Surveying recent comments responding to a recent blog post, I find myself wondering if there is some logical disconnect between the reality of daily blogging and the expectations of our site visitors. Blogs, as far as I understand the form, and I assure you it is not one I am altogether comfortable with, are intended to be spontaneous, fast and opinionated comment on breaking news. As a result, they are not going to be comprehensive and they are going to reflect the author's perspective.
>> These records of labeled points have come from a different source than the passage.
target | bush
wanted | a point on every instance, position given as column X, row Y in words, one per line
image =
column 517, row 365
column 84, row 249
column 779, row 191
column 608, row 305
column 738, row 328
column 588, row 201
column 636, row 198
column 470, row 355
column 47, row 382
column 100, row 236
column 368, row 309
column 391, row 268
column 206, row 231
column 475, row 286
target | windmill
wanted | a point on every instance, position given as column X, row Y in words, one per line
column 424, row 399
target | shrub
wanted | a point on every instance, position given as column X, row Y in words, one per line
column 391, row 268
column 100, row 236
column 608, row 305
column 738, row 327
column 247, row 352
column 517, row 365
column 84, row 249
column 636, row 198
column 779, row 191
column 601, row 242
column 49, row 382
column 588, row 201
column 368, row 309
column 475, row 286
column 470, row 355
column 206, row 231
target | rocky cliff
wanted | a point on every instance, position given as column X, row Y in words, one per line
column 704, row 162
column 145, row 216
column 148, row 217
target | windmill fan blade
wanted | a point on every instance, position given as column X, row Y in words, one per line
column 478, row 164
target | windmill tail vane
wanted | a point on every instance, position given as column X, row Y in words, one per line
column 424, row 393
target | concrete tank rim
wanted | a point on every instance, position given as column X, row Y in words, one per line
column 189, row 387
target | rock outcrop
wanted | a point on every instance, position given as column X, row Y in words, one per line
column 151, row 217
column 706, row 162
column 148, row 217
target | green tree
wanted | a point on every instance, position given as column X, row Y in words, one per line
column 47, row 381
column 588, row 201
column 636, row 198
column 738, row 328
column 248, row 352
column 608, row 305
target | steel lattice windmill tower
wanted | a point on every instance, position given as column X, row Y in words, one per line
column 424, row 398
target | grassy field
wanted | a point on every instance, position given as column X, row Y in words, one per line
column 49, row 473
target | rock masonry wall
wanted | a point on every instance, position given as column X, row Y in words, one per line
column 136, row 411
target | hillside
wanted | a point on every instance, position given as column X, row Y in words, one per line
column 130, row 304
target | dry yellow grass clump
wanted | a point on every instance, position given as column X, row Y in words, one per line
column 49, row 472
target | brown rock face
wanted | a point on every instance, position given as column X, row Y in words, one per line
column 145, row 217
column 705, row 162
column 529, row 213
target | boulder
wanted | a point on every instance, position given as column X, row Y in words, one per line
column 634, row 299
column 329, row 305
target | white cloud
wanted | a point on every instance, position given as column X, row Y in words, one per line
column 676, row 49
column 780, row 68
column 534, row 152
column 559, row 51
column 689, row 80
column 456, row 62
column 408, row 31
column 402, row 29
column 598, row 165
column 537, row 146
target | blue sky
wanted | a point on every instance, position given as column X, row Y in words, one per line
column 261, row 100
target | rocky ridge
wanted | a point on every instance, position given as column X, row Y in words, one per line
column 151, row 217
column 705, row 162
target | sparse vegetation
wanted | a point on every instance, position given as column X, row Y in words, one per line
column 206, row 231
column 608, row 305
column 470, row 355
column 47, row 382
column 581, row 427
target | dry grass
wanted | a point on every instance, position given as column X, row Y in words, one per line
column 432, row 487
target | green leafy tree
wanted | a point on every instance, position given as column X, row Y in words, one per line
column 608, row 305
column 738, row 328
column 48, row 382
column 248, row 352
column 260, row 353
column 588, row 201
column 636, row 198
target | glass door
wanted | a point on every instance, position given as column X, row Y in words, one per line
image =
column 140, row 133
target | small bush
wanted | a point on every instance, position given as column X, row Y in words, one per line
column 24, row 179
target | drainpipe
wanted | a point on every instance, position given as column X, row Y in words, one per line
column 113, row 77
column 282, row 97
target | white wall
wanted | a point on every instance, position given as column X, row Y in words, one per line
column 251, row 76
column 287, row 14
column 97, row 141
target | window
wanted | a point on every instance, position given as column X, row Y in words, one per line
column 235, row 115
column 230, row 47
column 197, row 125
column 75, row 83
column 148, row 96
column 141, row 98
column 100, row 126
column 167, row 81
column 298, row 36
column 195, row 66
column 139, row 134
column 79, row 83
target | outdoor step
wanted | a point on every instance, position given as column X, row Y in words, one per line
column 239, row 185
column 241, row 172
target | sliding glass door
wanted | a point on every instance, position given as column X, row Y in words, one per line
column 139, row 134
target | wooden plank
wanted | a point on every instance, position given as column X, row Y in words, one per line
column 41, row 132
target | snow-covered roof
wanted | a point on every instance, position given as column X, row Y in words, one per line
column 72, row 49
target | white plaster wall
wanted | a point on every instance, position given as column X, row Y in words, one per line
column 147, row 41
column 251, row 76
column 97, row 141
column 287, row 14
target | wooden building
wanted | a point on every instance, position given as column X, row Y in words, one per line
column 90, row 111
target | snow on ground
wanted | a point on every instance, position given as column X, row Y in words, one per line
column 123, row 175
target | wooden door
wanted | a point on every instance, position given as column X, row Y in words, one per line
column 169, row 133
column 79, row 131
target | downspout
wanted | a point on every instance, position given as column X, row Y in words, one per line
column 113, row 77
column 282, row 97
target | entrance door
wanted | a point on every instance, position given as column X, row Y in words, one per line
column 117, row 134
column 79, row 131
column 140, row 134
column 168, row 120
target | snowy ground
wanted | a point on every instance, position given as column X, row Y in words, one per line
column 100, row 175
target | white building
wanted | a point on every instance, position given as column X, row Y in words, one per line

For the record, I am a lifelong liberal Catholic Democrat, from a N.Y. union-supporting, public sectoring, civil service family. I don't think I can be any clearer than that about my biases and background. I know plenty of our site visitors consider liberal-Catholic to be an oxymoron. So be it; I'll never convince them otherwise, so let's just move on. You can assume when I write an OPINION based blog post (as opposed to items which are more or less straight news reporting) that it is not going to be objective (if there is such a thing at all in any mainstream media these days) and will be filtered through my worldview just as your opinion-based rebuttals are filtered through yours. (I wonder if the same posters here who complain about the bias of America bloggers are likewise leaving lenghty complaints at First Things or Crisis, the National Review or American Spectator about including more liberal commentators on their blogs or if they similarly complain that blog posts are not comprehensive enough.) For more considered opinion (partly because we indeed devote more time to it than a small fraction of the 24-hour news cycle) and for a variety of perspectives from the contemporary Catholic world, I'd invite site visitors to consider the magazine, America. Your expectations can, and should, be higher for what we actually publish in print. I would have to say the blog In All Things is an altogether different animal (too fast and too furious?).
So with subjectivity, and, yes, I will admit some degree of superficiality (blog posts make journalism's "literature in a hurry" seem painstaking) as a given, what can we expect from each other here online? Some alerts to breaking news, perhaps a different spin on news then you might find elsewhere, and I'd say at the least, civility and generosity in dialogue--you know things from which they will know we are Christians by our, etc. I hope I respond with courtesy and respect to all commentators here as my job duties allow (believe it or not I have lots more to do than patrol this blog). I acknowledge some snarky lapses, but I would have to say dealing with some of the particulary unkind comments left behind by some of our regulars is one of the reasons I can find blogging duties here at America dispiriting.
The last few months covering the HHS fiasco have been instructive for me as a Catholic journalist. I have been vilified by both the right and left wing factions of the church, sometimes over the same post. Clearly a thick skin, or at least thicker than I have, is required if one is foolish enough (or contractually obligated) to enter the blogosphere, but I guess I would prefer it were not so.
There I feel better. God bless all here.